Coupe biais à l'extrémité d'une pièce de bois permettant son assemblage contre une surface inclinée ou oblique.
🔍 Entretien et réparations
Signes de dégradation à surveiller
- Flèche visible de l'arête depuis l'extérieur (déformation > L/200)
- Bois noirci, mou ou spongieux au toucher (pourriture)
- Présence de galeries de xylophages (vrillettes, capricornes)
- Fissures longitudinales importantes (> 5 mm de profondeur)
- Assemblage en pied décollé ou mouvement visible de la sablière
- Infiltration localisée sous la ligne d'arête (solin ou faîtière défaillante)
- Décrochement des chevrons d'empanon sur l'arêtier
- Corrosion avancée des sabots ou connecteurs métalliques
Actions recommandées
- Inspection tous les 5 ans minimum par un charpentier qualifié (accès par le comble).
- Traitement insecticide-fongicide tous les 10‑15 ans (produits classe 2‑3, Xylophène® ou équivalent).
- Vérification des assemblages : contrôler le serrage des boulons, l'état des sabots métalliques, l'absence de rouille.

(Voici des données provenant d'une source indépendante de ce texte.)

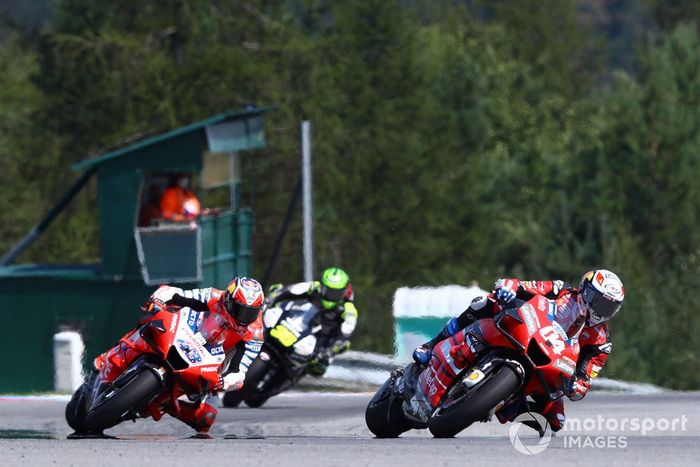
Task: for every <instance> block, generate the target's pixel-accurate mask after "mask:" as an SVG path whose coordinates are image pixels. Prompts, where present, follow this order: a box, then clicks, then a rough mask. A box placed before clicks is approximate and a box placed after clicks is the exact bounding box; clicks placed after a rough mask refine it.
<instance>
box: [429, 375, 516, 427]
mask: <svg viewBox="0 0 700 467" xmlns="http://www.w3.org/2000/svg"><path fill="white" fill-rule="evenodd" d="M519 387H520V377H519V376H518V374H517V373H516V371H515V370H514V369H513V368H511V367H510V366H508V365H503V366H501V368H500V369H498V370H495V371H494V372H493V373H492V374H491V376H490V377H489V378H488V379H486V380H485V381H483V382H482V383H481V384H478V385H477V386H475V387H474V388H473V389H472V390H471V391H469V392H468V393H466V394H464V395H463V396H461V397H462V399H461V400H457V401H449V400H447V401H445V402H443V403H442V404H441V406H440V407H438V409H437V410H436V411H435V413H434V414H433V416H432V417H431V418H430V420H429V421H428V429H430V432H431V433H432V434H433V436H435V437H436V438H452V437H454V436H455V435H456V434H457V433H459V432H460V431H462V430H464V429H465V428H467V427H468V426H469V425H471V424H472V423H474V422H476V421H479V420H483V419H484V418H486V417H487V416H488V415H489V413H490V412H491V410H492V409H493V408H494V407H496V406H497V405H498V404H499V403H500V402H502V401H505V400H508V399H509V398H510V397H511V395H513V393H514V392H516V391H517V390H518V388H519ZM450 402H452V403H451V404H450ZM445 404H450V405H448V406H447V407H445V408H443V406H444V405H445Z"/></svg>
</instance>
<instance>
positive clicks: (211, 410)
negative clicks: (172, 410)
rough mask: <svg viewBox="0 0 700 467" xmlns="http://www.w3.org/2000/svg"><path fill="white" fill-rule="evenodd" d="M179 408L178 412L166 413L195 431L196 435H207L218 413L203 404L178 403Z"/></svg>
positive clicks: (168, 411) (213, 408) (204, 403)
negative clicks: (172, 416) (195, 432)
mask: <svg viewBox="0 0 700 467" xmlns="http://www.w3.org/2000/svg"><path fill="white" fill-rule="evenodd" d="M179 406H180V410H179V412H177V413H176V412H174V411H173V412H171V411H168V413H169V414H170V415H172V416H173V417H175V418H177V419H179V420H180V421H181V422H183V423H186V424H187V425H189V426H190V427H192V428H193V429H195V430H196V431H197V434H198V435H206V434H207V433H209V429H210V428H211V426H212V425H213V424H214V421H215V420H216V414H217V413H218V412H217V410H216V409H215V408H214V407H212V406H211V405H209V404H206V403H204V402H202V403H200V404H191V403H188V402H180V404H179Z"/></svg>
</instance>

- Traitement préventif après infiltration : assécher, traiter, puis réparer la couverture et le solin avant intervention charpente.
- Renforcement par contre-fiche si flèche constatée mais bois encore sain.
- Remplacement partiel (greffe bois) si pourriture localisée (< 30 % de la section).
- Remplacement complet si section atteinte > 30 % ou si les assemblages sont compromis.
- Diagnostic structurel par bureau d'études avant tout renforcement important.
⏳ Durée de vie selon le matériau
| Matériau | Durée de vie | Conditions favorables | Facteurs réducteurs |
|---|---|---|---|
| Résineux massif non traité | 20‑40 ans | Comble ventilé, sec | Humidité, xylophages |
| Résineux C24 traité cl. 2 | 50‑80 ans | Couverture étanche, ventilation | Infiltrations répétées |
| Feuillu (chêne, châtaignier) | 80‑200 ans | Durabilité naturelle élevée | Fissuration naturelle en vieillissant |
| BLC GL24h‑GL32h | 60‑100 ans | Stable, résistant aux nœuds | Délaminage si humidité > 18 % |
| Acier galvanisé protégé | 40‑80 ans | Intérieur ventilé, protection corrosion | Zone maritime, condensation |
💶 Prix indicatifs 2024‑2025
| Prestation | Tarif indicatif HT | Remarques |
|---|---|---|
| Arêtier résineux 80×120 mm (fourni) | 12‑20 €/m linéaire | Matière première, hors pose |
| Arêtier résineux 100×160 mm (fourni) | 18‑30 €/m linéaire | Section standard maison individuelle |
| Arêtier BLC GL24h (fourni) | 40‑80 €/m linéaire | Grandes portées, traitement inclus |
| Pose arêtier (taillage + assemblage) | 200‑500 €/unité | Compagnon charpentier qualifié |
| Remplacement arêtier complet (fourni + posé) | 800‑2 500 €/unité | Selon section, portée, accessibilité |
| Greffe / renforcement partiel | 400‑1 200 € | Pourriture localisée < 30 % section |
| Traitement insecticide-fongicide | 15‑35 €/m² | Charpente entière, produit + pose |
| Diagnostic structurel charpente | 300‑800 € | Rapport écrit, bureau d'études |
| Location échafaudage | 500‑1 500 € | Accès extérieur si nécessaire |
* TVA 10 % applicable en rénovation (logement > 2 ans). Tarifs indicatifs selon la région et la complexité du chantier.
📋 Réglementation applicable
- Eurocode 5 (NF EN 1995-1-1) : norme de calcul des structures en bois. Définit les classes de service, les charges admissibles et les vérifications aux états limites (ELU et ELS). Obligatoire pour tout permis de construire.
- NF EN 338 : classes de résistance du bois massif (C18, C24, D30…). L'arêtier doit être en classe C24 minimum.
- NF EN 14080 : spécifications du bois lamellé-collé (BLC). Définit les classes GL24h à GL32h.
- DTU 31.1 : charpentes et escaliers en bois. Prescriptions de mise en œuvre, assemblages et tolérances.
- DTU 31.2 : charpentes en bois — règles de conception et de calcul complémentaires.
- Règles NV 65 (NF P06-002) : charges de vent et de neige à considérer dans le dimensionnement des arêtiers selon la zone géographique.
- NF B 50-100 / 50-105 : spécifications des sciages de bois résineux et feuillus, définissant les tolérances dimensionnelles.
- Garantie décennale (art. 1792 Code civil) : les travaux de charpente structurelle (dont les arêtiers) engagent la responsabilité de l'entreprise pendant 10 ans.
- Permis de construire / Déclaration préalable : toute modification de la charpente affectant la surface ou le volume de la toiture peut nécessiter une autorisation d'urbanisme selon le PLU.